As Treasury feeds us a steady diet of how much money taxpayers are making off the Troubled Asset Relief Program, you have to wonder why nobody thought of this idea sooner.
After all, if the worst that can happen from the collapse of the banking system is that we make money rescuing failing institutions, then who really cares how much risk they take? Can the Department of Bank Bailouts be far behind?
In his story, though, Cox relates a claim from the National Taxpayers Union that I'm not sure stands up to scrutiny. Cox quotes NTU as saying that the TARP profit is "a myth, a fiction of Washington accounting...because the banks that got bailed out through TARP shuffled all their bad assets over to Fannie Mae and Freddie Mac, which got their own separate bailout. So, really, it should be no surprise that they're relatively healthy." And also: "They cut out the cancer and passed it right along to Fannie and Freddie.... The banks have issues with the current foreclosure mess, but the worst loans are no longer their problem, they're taxpayers' problem."

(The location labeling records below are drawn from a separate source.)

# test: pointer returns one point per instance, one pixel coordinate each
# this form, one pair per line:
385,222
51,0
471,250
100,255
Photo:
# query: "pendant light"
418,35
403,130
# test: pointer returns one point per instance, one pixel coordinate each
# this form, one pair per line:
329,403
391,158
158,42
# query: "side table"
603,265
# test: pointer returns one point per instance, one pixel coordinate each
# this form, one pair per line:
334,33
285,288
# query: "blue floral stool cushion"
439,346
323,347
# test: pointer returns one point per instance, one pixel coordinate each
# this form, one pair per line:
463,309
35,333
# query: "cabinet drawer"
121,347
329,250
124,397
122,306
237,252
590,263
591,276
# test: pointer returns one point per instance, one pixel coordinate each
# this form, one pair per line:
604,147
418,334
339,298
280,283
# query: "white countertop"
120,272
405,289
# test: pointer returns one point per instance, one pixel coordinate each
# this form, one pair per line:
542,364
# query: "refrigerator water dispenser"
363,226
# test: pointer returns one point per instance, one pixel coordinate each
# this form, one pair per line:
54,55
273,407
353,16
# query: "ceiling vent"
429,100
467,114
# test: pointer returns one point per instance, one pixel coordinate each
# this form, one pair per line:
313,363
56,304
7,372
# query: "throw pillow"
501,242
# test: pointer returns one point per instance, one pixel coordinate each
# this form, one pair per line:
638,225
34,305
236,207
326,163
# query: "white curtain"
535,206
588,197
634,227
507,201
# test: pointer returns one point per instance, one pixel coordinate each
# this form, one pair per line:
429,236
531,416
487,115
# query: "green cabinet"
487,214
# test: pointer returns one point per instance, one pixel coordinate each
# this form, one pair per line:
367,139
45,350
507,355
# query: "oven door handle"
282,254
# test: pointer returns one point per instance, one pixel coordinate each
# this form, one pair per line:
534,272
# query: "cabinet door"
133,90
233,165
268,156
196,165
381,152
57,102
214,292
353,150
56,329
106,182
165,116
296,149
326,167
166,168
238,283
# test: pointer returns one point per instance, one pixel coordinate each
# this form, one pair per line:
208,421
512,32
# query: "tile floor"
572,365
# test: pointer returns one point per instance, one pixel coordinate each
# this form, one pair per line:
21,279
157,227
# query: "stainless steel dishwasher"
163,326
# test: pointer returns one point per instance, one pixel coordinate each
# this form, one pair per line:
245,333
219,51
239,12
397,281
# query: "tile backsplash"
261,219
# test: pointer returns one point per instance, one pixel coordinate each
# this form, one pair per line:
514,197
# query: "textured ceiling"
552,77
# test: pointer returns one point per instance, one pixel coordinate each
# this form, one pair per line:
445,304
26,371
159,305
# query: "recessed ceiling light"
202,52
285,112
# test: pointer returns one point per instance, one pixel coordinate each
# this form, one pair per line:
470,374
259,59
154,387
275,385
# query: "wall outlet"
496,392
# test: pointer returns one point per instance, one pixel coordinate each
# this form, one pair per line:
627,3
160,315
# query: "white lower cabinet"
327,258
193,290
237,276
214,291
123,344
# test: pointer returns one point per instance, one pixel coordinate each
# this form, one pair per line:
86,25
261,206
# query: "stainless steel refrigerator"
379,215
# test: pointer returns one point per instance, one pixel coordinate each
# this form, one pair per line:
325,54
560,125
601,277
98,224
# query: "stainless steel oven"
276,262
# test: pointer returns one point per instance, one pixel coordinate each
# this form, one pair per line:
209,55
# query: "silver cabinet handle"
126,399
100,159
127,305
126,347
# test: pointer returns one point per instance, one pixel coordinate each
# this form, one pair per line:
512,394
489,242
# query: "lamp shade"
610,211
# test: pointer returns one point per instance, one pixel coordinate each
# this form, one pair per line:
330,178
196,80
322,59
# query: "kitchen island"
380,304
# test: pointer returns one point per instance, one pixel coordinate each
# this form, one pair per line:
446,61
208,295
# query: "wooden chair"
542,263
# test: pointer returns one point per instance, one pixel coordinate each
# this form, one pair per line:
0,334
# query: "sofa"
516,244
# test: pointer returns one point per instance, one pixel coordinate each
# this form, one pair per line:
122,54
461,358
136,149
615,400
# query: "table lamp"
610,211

The worst loans may no longer be the banks' problems, but it's not the case that they were moved to Fannie and Freddie's books. AEI scholar and former Fannie Mae exec Ed Pinto has told me that he doesn't think that Fannie and Freddie have aided the banks in any way by taking bad bank assets onto their own books. For a very detailed look at Fannie and Freddie's losses, look at this Economics21 piece from last year:
Amazing as it may seem, the losses generated by Fannie and Freddie come from the asset-backed securities (ABS) and loans acquired during the "boom" of 2005-2007. Over 93% of losses are accounted for by securities and loans the GSEs already owned or guaranteed as of December 31, 2007. The remaining 6% of losses come from loans originated in 2008 and 2009 to fund new mortgages (or refis), not stinker loans acquired from banks.
The numbers add up: Fannie and Freddie are not executing a "backdoor bailout" of banks.
That doesn't mean that TARP has been a success, not by a long shot. There are many other ways that the government can and has aided the banks that also received TARP funds. The biggest has been the Fed's near-zero interest rate policy, which, as an indirect effect, has allowed investment banks to reap risk-free profits. The recent Wall Street Journal article on TARP by three Congressional Oversight Panel members sums up the other interventions clearly: "In fact, other Fed and FDIC programs added another $2 trillion of taxpayer money at risk to the 19 stress-tested banks alone, on top of the $1.1 trillion of MBS purchased by the Fed. TARP is but one-eighth of that total."
Assistant Treasury Secretary Tim Massad objected to that characterization of the totality of the government's aid to banks, claiming that "the direct fiscal cost of all our interventions, including the actions of the Federal Reserve, the FDIC, and our efforts to support Fannie and Freddie, is likely to be less than 1 percent of GDP." That again misses the point: if the government supports a firm in crisis with low-cost funds, loan guarantees, and favorable bad asset purchases, it shouldn't be a surprise when that firm starts returns to profitability.
Hence Cox's point that if the bailouts worked so well in terms of fiscal cost to the government, the government should start bailing out everybody. The fact that TARP isn't going to cost as much as anticipated is no reason whatsoever to think it was a good idea or that it was properly executed.